You have deployed your virtual assistant, now what?
AI is a journey, not a destination. Careful planning and execution is required to make conversational AI commonplace in the enterprise.
Conversational AI has been making waves across industries. From lead generation, customer on-boarding, customer and agent support, the benefits could be generating new revenue or reducing cost. Infosys research, based on a survey of more than 1,000 business and IT leaders, found that 73 percent of respondents agreed that their AI deployments have already transformed the way they do business.
As an enterprise, you have probably established an innovation team or AI lab and may be your initial project has gone live. What do you do next?
AI is a journey, not a destination. Careful planning and execution is required to make conversational AI commonplace in the enterprise. After all, every AI deployment and use-case is different.
From our deployment experience, below are a few ways to move forward after launching a virtual assistant.
1. Set the Team, Process and Optimise
While most conversational AI vendors talk about technology jargon like Machine Learning, NLP and Cognitive, it is important to cut through the noise. Establish a dedicated team to understand the vendor landscape, ask the tough questions, dig deep into the bot’s capabilities and finally, create a process to fine tune and optimise the bot.
A robust bot is one that continuously learns from interactions, improves accuracy and speed of its responses. AI continuously evolves but it's not magic. Gather actionable insights from the performance of your conversational AI and improve your bot.
2. Conversational Experience Beyond Automation
Many organisations use conversational AI to automate simple tasks and answer simple questions. But new advancements in machine learning and AI can now make the bot truly intelligent.
Transition from a simple FAQ chatbot to a more intelligent Conversational AI capable of handling complex decisions such as product recommendations based on user profile and respond to predictive scenarios.
3. Be Proactive
Integrate with existing systems and leverage data to personalise interactions in real-time. Be proactive rather than reactive. Engage with customers on their preferred touchpoint and personalise the interaction. Remember their preferences, analyse their sentiment and proactively transfer to a live agent.
4. Expand to New Channels and Languages
Is your bot deployed across customer touch points? Website need not be the only interface for your bot. Analyse the most frequently used customer touch points and provide an omni-channel experience across touch points such as Text, Facebook Messenger, etc.
Global organisations can cater to customer across borders. Organisations leverage CogniCor’s multi-language understanding pipeline to deploy multi-lingual bots.

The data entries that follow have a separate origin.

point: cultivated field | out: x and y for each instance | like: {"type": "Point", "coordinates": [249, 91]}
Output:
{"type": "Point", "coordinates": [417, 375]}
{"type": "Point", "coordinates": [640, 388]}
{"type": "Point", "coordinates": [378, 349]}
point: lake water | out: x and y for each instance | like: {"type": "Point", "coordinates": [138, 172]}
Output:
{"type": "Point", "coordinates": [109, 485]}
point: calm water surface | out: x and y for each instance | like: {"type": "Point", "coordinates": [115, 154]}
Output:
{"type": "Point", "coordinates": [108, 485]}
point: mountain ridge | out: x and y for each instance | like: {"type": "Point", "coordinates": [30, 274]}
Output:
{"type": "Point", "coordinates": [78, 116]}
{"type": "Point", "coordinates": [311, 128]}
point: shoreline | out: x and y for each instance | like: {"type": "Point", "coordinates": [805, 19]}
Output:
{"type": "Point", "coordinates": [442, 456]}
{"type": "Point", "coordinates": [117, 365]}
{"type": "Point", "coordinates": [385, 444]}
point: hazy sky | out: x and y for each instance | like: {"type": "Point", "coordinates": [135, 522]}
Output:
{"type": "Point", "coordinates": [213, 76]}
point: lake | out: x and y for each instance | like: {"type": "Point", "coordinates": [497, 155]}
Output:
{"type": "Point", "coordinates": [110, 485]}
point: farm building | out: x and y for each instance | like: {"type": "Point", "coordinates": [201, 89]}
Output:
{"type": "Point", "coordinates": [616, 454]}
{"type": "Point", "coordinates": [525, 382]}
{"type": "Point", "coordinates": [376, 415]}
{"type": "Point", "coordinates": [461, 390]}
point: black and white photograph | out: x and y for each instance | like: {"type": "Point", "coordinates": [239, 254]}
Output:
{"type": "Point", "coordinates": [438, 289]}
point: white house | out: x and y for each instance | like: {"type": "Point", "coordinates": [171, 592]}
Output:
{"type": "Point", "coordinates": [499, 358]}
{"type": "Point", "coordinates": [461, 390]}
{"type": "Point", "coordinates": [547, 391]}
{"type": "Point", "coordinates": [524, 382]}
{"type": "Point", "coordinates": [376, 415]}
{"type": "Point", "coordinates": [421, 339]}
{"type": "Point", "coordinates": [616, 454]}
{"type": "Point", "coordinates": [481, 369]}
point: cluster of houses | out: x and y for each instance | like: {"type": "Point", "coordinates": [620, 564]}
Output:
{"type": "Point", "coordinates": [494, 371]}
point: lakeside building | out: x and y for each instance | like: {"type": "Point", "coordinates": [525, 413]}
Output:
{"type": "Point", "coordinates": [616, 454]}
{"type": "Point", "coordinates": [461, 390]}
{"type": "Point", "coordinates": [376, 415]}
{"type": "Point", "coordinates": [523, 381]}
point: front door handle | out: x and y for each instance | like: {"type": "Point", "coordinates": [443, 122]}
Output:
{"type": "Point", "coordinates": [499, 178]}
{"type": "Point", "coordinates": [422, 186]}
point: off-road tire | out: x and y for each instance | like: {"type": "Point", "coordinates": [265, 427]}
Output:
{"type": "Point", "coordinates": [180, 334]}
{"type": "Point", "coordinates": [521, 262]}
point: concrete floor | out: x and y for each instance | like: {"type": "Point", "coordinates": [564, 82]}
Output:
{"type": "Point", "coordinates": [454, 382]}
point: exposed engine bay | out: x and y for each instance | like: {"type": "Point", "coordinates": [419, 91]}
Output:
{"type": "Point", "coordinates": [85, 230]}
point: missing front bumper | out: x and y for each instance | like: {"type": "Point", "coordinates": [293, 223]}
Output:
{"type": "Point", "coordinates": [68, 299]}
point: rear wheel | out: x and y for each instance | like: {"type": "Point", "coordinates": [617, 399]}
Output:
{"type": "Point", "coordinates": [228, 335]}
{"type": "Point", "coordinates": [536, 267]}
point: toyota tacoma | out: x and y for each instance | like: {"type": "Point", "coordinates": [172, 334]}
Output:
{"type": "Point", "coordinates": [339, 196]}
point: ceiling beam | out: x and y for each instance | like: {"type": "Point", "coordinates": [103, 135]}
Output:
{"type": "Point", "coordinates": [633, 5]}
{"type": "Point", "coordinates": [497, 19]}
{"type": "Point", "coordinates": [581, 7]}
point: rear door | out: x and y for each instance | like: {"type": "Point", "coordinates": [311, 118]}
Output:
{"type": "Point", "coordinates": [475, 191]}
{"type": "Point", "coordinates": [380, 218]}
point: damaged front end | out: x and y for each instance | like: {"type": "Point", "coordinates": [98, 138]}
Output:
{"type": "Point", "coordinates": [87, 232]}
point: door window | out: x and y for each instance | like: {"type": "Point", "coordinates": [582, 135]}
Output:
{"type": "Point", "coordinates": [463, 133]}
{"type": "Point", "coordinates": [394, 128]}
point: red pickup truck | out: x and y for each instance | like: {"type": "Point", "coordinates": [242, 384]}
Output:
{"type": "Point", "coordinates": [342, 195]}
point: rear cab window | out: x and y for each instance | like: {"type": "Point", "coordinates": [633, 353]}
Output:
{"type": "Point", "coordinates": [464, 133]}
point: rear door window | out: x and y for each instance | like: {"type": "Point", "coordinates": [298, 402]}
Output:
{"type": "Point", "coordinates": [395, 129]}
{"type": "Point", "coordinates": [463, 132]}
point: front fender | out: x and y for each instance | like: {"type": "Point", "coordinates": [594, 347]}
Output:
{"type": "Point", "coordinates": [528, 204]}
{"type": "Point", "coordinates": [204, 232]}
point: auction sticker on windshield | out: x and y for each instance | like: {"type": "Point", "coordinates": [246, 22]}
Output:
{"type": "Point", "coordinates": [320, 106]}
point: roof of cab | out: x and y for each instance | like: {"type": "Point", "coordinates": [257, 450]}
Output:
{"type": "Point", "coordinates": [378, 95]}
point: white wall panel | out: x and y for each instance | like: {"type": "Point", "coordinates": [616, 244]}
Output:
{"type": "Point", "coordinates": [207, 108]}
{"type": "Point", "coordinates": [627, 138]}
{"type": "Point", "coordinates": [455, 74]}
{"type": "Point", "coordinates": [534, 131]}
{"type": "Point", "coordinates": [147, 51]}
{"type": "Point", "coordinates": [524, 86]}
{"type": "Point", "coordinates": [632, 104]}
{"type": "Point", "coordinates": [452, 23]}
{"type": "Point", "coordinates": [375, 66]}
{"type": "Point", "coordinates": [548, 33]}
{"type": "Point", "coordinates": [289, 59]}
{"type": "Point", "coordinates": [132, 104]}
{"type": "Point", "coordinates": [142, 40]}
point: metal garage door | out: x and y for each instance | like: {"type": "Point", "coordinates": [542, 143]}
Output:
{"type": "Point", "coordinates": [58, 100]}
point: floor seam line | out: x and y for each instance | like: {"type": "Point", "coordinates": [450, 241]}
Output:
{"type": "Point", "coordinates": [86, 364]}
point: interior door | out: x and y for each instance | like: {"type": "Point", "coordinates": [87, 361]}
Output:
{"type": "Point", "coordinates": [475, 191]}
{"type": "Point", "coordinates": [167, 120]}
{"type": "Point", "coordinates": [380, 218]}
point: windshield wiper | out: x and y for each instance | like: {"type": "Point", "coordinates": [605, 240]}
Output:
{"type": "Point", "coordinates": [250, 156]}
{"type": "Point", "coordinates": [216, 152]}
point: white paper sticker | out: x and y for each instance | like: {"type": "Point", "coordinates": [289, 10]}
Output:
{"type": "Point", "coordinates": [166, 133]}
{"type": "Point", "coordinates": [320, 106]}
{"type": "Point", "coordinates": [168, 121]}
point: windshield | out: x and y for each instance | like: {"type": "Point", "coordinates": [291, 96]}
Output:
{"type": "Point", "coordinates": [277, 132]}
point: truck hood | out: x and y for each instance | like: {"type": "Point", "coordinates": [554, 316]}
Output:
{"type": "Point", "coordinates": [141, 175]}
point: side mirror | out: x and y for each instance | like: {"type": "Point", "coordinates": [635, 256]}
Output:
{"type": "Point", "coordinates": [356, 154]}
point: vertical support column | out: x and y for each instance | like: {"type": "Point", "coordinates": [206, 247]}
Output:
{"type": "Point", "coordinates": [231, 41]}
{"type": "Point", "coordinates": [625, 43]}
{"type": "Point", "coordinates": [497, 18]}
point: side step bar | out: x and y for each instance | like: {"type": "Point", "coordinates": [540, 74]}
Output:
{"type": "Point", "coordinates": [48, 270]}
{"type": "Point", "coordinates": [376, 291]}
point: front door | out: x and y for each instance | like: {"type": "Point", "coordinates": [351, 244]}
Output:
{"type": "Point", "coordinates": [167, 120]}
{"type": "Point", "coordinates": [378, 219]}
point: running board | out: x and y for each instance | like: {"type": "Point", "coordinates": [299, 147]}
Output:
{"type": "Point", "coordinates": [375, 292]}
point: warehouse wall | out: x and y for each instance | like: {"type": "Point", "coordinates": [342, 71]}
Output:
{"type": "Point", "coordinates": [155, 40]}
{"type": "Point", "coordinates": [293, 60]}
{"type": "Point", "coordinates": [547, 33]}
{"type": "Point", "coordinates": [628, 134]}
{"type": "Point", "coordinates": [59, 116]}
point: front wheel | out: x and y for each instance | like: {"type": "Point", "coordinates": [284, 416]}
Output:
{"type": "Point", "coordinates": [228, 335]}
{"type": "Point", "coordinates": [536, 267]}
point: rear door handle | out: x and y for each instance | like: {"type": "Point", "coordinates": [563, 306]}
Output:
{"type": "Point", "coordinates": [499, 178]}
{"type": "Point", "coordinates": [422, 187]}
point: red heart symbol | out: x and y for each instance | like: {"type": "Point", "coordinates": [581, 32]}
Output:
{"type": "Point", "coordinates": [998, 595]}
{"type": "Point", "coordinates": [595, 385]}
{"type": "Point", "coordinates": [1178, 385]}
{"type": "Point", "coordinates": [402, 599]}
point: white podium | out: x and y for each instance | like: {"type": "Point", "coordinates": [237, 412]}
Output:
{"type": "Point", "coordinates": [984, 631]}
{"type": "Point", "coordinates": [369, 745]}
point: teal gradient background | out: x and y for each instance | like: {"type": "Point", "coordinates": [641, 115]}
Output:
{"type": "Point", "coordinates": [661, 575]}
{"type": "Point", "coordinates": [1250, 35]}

Success from one use-case should be experienced in another. The bot should easily be able to extend its capabilities and enable organisations to easily add additional products or services. Using CogniCor, one of the leading insurance providers experienced tremendous success in selling automotive insurance policies. The firm has now extended its capabilities to health insurance.
6. Deploy Across Customer Journeys
Merely having conversations with customers has no impact. Conversational AI can be a boon when used across journeys. Map a journey and leverage flexibility of the bot to cater to customers/users across their journey. Some of the leading financial institutions in Asia and US have deployed CogniCor’s virtual assistant for mortgages, insurance and wealth management related use cases. The bot was built to carry a conversation on either topic and seamlessly engage with customers.